Not surprisingly, the playwright’s self-absorption also skews her narrative focus. A 1991 scene in which she drives her now-elderly father to Pomona, to bring the institutionalized John news of his mother‘s death, would seem ripe for some gruesomely funny moments, but it instead becomes an aria of complaint about Barry’s silence, his smoking and even the choice of highway he asks his daughter to take to Pomona.

Director Joseph Fuqua takes J for J about as far as he can, assembling a handsome-looking event on Hugh Landwehr‘s set, whose intentionally artificial proscenium arch is fashioned from bricks of journal entries, while upstage a pair of stylized quadrilaterals form windows. The actors are onstage for almost all of the play: Jenny and John are usually found center stage, while Barry mostly sits at stage left in the past, at a small desk and typewriter; a bottle of Jack Daniel’s 15 feet away provides his motivation to cross the stage now and then.

Ritter, in a truly difficult role, turns in a fine perform-ance as John, a part that could have easily degenerated into an exercise in tics and scene chewing.

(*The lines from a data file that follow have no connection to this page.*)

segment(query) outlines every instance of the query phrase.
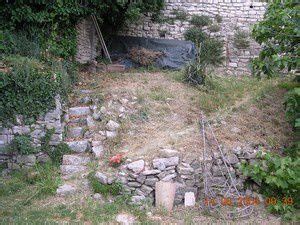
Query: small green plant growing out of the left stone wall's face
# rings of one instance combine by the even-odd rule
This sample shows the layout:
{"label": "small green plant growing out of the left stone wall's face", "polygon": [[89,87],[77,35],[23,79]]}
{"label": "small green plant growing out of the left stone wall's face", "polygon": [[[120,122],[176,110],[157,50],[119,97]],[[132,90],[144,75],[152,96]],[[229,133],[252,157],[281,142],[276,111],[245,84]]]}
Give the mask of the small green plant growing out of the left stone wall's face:
{"label": "small green plant growing out of the left stone wall's face", "polygon": [[29,155],[37,152],[32,146],[31,137],[28,135],[18,135],[7,146],[6,151],[14,154]]}

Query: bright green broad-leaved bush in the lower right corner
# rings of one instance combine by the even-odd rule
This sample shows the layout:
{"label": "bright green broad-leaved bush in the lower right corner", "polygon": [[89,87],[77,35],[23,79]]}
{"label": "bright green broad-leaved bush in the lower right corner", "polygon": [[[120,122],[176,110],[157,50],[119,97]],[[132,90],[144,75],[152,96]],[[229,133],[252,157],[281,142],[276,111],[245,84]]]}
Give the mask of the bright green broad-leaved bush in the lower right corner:
{"label": "bright green broad-leaved bush in the lower right corner", "polygon": [[[260,190],[266,197],[275,197],[276,204],[269,206],[275,213],[285,214],[291,218],[295,208],[300,206],[300,159],[282,157],[266,153],[262,160],[254,165],[243,165],[243,174],[260,184]],[[287,204],[291,198],[293,204]]]}

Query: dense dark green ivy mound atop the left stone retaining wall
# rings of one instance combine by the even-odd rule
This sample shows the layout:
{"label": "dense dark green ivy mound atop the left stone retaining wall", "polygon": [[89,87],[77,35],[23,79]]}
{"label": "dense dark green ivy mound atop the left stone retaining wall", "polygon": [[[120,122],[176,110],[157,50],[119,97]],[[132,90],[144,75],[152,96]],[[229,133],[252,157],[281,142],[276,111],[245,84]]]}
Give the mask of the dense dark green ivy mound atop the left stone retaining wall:
{"label": "dense dark green ivy mound atop the left stone retaining wall", "polygon": [[25,123],[55,106],[54,97],[60,93],[61,74],[53,73],[36,60],[18,57],[9,62],[7,73],[0,72],[0,122],[9,125],[16,115]]}

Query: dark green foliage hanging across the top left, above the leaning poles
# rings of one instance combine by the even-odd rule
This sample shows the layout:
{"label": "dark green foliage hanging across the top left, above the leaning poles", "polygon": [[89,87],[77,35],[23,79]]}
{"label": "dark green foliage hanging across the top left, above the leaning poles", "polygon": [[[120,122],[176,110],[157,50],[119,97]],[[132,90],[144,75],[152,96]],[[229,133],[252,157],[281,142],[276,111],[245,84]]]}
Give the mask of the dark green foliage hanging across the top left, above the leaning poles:
{"label": "dark green foliage hanging across the top left, above the leaning poles", "polygon": [[6,1],[0,5],[0,29],[37,37],[41,52],[69,59],[76,53],[75,25],[81,19],[95,14],[104,33],[112,33],[143,14],[155,16],[163,6],[164,0]]}

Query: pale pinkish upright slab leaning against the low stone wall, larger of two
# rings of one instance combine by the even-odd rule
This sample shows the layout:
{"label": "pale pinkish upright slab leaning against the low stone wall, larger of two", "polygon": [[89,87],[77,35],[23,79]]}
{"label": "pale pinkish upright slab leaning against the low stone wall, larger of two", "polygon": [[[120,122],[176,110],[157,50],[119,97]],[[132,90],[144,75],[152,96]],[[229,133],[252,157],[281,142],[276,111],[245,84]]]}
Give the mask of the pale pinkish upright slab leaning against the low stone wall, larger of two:
{"label": "pale pinkish upright slab leaning against the low stone wall, larger of two", "polygon": [[171,182],[157,182],[155,185],[155,206],[172,211],[175,199],[176,184]]}

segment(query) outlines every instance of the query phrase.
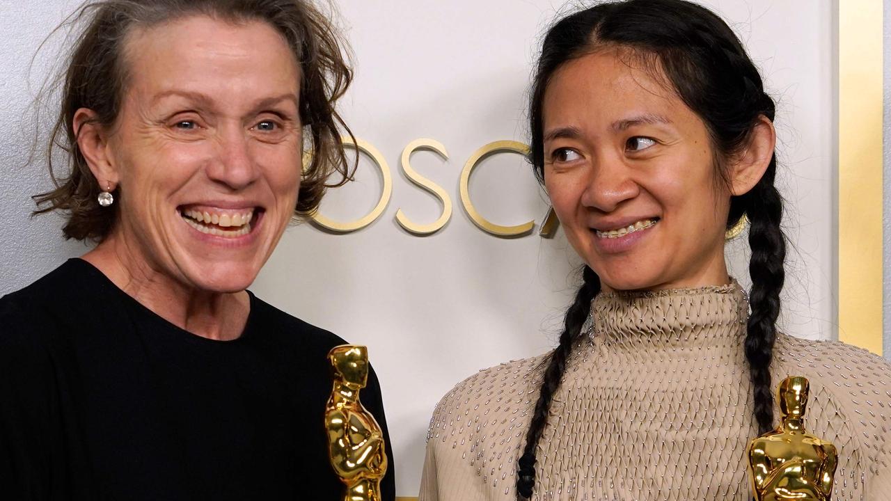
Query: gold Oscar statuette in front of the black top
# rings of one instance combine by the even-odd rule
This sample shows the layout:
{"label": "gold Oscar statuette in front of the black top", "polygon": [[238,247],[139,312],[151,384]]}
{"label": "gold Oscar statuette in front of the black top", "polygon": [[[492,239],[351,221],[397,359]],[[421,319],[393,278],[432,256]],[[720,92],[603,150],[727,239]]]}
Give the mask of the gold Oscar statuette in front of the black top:
{"label": "gold Oscar statuette in front of the black top", "polygon": [[368,349],[345,344],[328,353],[334,388],[325,406],[328,456],[346,484],[344,501],[380,501],[380,480],[387,473],[383,431],[359,401],[368,380]]}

Instead, he applies just the right amount of movement when his character is disengaged, and expressive pathos when he is speaking, to create a fully realized presence out of a deeply retarded person.

Meanwhile, as a ghost, Kober may not have many decisions to make onstage, but his stoic elegance and sonorous voice give substance to a character whose carefree stroll through life is slightly hobbled by regret. The two male actors‘ psychological modulations are missing in Jenny’s portrayal, whose mostly upbeat delivery is almost hygienic in its enthusiasm. J for J benefits from some good performances and nice technical flourishes, but its mawkishly confessional tone is betrayed by the bane of this genre: home movies and photo slides. In the end, the audience member can be forgiven for exclaiming, “What about ME!”